# Woohoo, more free wood!



## jeffreythree (Jan 9, 2008)

Keep your fingers crossed for me, looks like I will be getting access to about 100 acres of free trees. Cut what I want, when I want, how I want, and can mill on site. Only had about 1 hour to take a look, but lots of big cedar, oak, walnut, hickory, sweet gum, hackberry, and the special prize, 10 or so non producing grafted pecans that are coming out for replacement. I love graft lines in walnut, hopefully I will get to see what it looks like in pecan :yes:.


----------



## reftech (Jun 10, 2009)

You lucky dawg:thumbsup:


----------



## Mizer (Mar 11, 2010)

Spread the love.


----------



## TexasTimbers (Oct 17, 2006)

I know that high very well. Don't make the mistake of milling more wood than you have the means to properly stack and sticker. Believe me it's easy to do. Have fun. 





.


----------



## TexasTimbers (Oct 17, 2006)

I know that high very well. Don't make the mistake of milling more wood than you have the means to properly stack, sticker, & cover. Believe me it's easy to do in all the excitement. Have fun. 





.


----------



## jeffreythree (Jan 9, 2008)

TexasTimbers said:


> I know that high very well. Don't make the mistake of milling more wood than you have the means to properly stack and sticker. Believe me it's easy to do. Have fun.

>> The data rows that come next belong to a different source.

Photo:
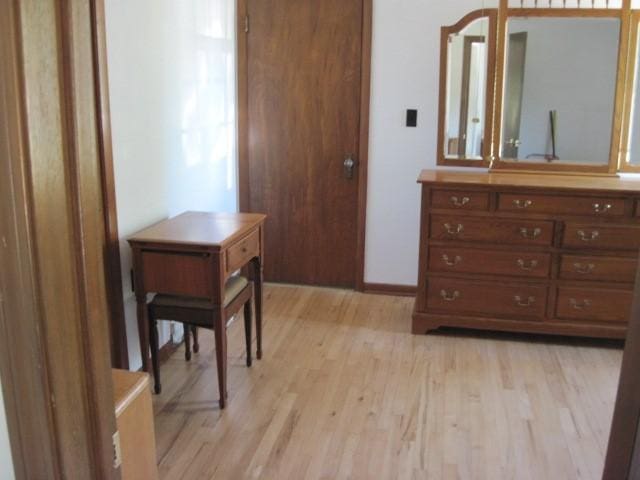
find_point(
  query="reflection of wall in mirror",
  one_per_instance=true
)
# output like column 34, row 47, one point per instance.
column 571, row 68
column 477, row 88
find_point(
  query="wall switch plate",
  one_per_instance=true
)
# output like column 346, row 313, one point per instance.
column 412, row 118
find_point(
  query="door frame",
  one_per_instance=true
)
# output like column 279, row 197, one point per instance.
column 54, row 350
column 363, row 141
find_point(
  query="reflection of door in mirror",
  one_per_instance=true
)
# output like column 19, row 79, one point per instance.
column 467, row 56
column 517, row 52
column 559, row 103
column 472, row 96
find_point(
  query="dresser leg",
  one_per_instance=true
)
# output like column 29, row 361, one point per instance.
column 187, row 341
column 257, row 280
column 221, row 356
column 247, row 329
column 196, row 344
column 153, row 334
column 143, row 332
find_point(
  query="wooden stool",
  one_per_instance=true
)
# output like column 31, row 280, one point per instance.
column 196, row 313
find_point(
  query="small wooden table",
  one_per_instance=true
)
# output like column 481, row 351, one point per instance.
column 193, row 255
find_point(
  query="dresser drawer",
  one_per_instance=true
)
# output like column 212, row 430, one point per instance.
column 459, row 200
column 578, row 267
column 603, row 207
column 590, row 236
column 491, row 230
column 594, row 305
column 243, row 251
column 489, row 262
column 482, row 299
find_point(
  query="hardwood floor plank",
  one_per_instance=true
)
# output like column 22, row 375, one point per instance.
column 345, row 391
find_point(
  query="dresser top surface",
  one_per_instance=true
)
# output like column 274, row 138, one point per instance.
column 200, row 228
column 533, row 181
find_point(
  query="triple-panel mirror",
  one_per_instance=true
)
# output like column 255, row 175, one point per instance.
column 556, row 104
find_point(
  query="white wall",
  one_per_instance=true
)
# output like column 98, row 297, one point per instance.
column 570, row 67
column 405, row 72
column 6, row 461
column 172, row 93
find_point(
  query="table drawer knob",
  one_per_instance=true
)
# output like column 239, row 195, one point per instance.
column 530, row 233
column 527, row 266
column 588, row 237
column 584, row 268
column 522, row 204
column 454, row 231
column 602, row 207
column 449, row 296
column 577, row 305
column 522, row 302
column 459, row 202
column 449, row 262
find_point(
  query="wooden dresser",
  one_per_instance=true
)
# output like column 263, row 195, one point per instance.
column 523, row 252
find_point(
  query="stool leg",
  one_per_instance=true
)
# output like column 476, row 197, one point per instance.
column 153, row 333
column 221, row 355
column 247, row 329
column 187, row 341
column 196, row 344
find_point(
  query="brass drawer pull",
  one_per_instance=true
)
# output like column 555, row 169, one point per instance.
column 530, row 234
column 588, row 237
column 522, row 204
column 459, row 202
column 524, row 303
column 451, row 263
column 454, row 231
column 527, row 267
column 580, row 305
column 584, row 268
column 602, row 207
column 450, row 297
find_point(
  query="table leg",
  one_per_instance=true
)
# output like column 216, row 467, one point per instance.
column 257, row 280
column 143, row 332
column 221, row 355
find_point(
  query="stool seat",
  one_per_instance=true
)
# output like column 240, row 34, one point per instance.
column 196, row 313
column 234, row 286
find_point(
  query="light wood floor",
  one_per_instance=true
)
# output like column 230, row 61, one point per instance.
column 345, row 392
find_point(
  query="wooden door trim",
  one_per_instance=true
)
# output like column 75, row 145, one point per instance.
column 118, row 328
column 55, row 357
column 365, row 100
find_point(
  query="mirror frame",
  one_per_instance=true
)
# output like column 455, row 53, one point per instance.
column 492, row 15
column 631, row 80
column 625, row 79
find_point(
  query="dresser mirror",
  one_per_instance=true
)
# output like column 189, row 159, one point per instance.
column 557, row 91
column 631, row 130
column 466, row 109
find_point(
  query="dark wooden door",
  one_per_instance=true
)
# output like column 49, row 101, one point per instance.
column 304, row 81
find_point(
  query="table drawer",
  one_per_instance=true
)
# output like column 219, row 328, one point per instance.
column 594, row 304
column 459, row 200
column 177, row 273
column 590, row 236
column 579, row 267
column 489, row 262
column 603, row 207
column 243, row 251
column 491, row 230
column 483, row 299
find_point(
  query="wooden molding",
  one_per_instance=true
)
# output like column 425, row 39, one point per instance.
column 389, row 289
column 56, row 369
column 118, row 330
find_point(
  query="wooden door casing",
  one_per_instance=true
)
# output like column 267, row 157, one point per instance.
column 303, row 76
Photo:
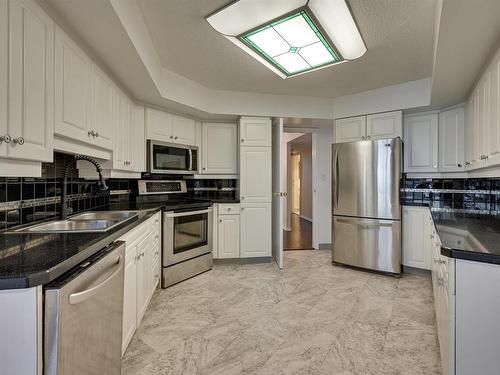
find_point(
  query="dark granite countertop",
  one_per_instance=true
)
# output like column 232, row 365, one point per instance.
column 28, row 260
column 467, row 236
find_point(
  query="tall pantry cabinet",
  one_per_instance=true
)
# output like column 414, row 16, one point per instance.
column 255, row 186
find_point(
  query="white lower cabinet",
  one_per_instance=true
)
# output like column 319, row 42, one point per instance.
column 416, row 232
column 229, row 236
column 255, row 230
column 142, row 270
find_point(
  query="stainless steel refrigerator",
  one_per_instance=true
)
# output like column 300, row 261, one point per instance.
column 366, row 223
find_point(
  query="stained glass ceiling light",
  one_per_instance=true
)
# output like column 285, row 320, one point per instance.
column 291, row 37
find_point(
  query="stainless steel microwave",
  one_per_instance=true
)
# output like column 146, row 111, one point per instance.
column 171, row 158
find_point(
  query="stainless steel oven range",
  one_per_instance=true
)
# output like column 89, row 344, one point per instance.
column 187, row 240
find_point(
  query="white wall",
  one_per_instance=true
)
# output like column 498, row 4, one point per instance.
column 303, row 146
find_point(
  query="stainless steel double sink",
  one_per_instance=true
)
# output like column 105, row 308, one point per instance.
column 93, row 221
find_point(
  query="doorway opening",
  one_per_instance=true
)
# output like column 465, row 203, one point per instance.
column 297, row 234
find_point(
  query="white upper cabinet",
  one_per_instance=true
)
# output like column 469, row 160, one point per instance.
column 165, row 127
column 183, row 130
column 73, row 90
column 219, row 148
column 350, row 129
column 376, row 126
column 255, row 174
column 421, row 143
column 30, row 81
column 103, row 97
column 451, row 140
column 255, row 131
column 384, row 125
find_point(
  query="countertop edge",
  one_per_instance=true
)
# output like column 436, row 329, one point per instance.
column 41, row 278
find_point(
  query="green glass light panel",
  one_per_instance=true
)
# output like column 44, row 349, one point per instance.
column 293, row 44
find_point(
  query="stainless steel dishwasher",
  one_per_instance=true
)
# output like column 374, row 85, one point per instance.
column 83, row 317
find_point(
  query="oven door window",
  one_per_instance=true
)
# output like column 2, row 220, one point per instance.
column 190, row 232
column 170, row 158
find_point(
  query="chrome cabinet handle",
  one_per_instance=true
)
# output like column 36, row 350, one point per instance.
column 82, row 296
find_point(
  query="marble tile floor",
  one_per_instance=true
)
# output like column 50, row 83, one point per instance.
column 309, row 318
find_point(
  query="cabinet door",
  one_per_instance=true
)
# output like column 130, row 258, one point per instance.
column 103, row 115
column 350, row 129
column 416, row 235
column 72, row 96
column 384, row 125
column 229, row 236
column 184, row 130
column 421, row 143
column 138, row 140
column 219, row 148
column 143, row 276
column 4, row 63
column 129, row 296
column 31, row 81
column 451, row 140
column 493, row 130
column 255, row 174
column 159, row 125
column 255, row 131
column 255, row 230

Oh, I already did that once. Look around, no more stickers, cut some out of those boards, look at the stack and it is already to tall for the soft ground it is on. I ended up stacking and stickering on the mills bed.


----------



## cody.sheridan-2008 (May 23, 2010)

jeffreythree said:


> Oh, I already did that once. Look around, no more stickers, cut some out of those boards, look at the stack and it is already to tall for the soft ground it is on. I ended up stacking and stickering on the mills bed.


 This made me lol a bit!

Sounds like a great deal man!!!


----------



## txpaulie (Jul 21, 2010)

Jeff,
I don't know how far you are from the Houston area, but I may know someone who could help you out on the whole storage space issue...:yes:

Have fun with it.:thumbsup:

p


----------



## dbhost (Jan 28, 2008)

txpaulie said:


> Jeff,
> I don't know how far you are from the Houston area, but I may know someone who could help you out on the whole storage space issue...:yes:
> 
> Have fun with it.:thumbsup:
> ...


That would be me...


----------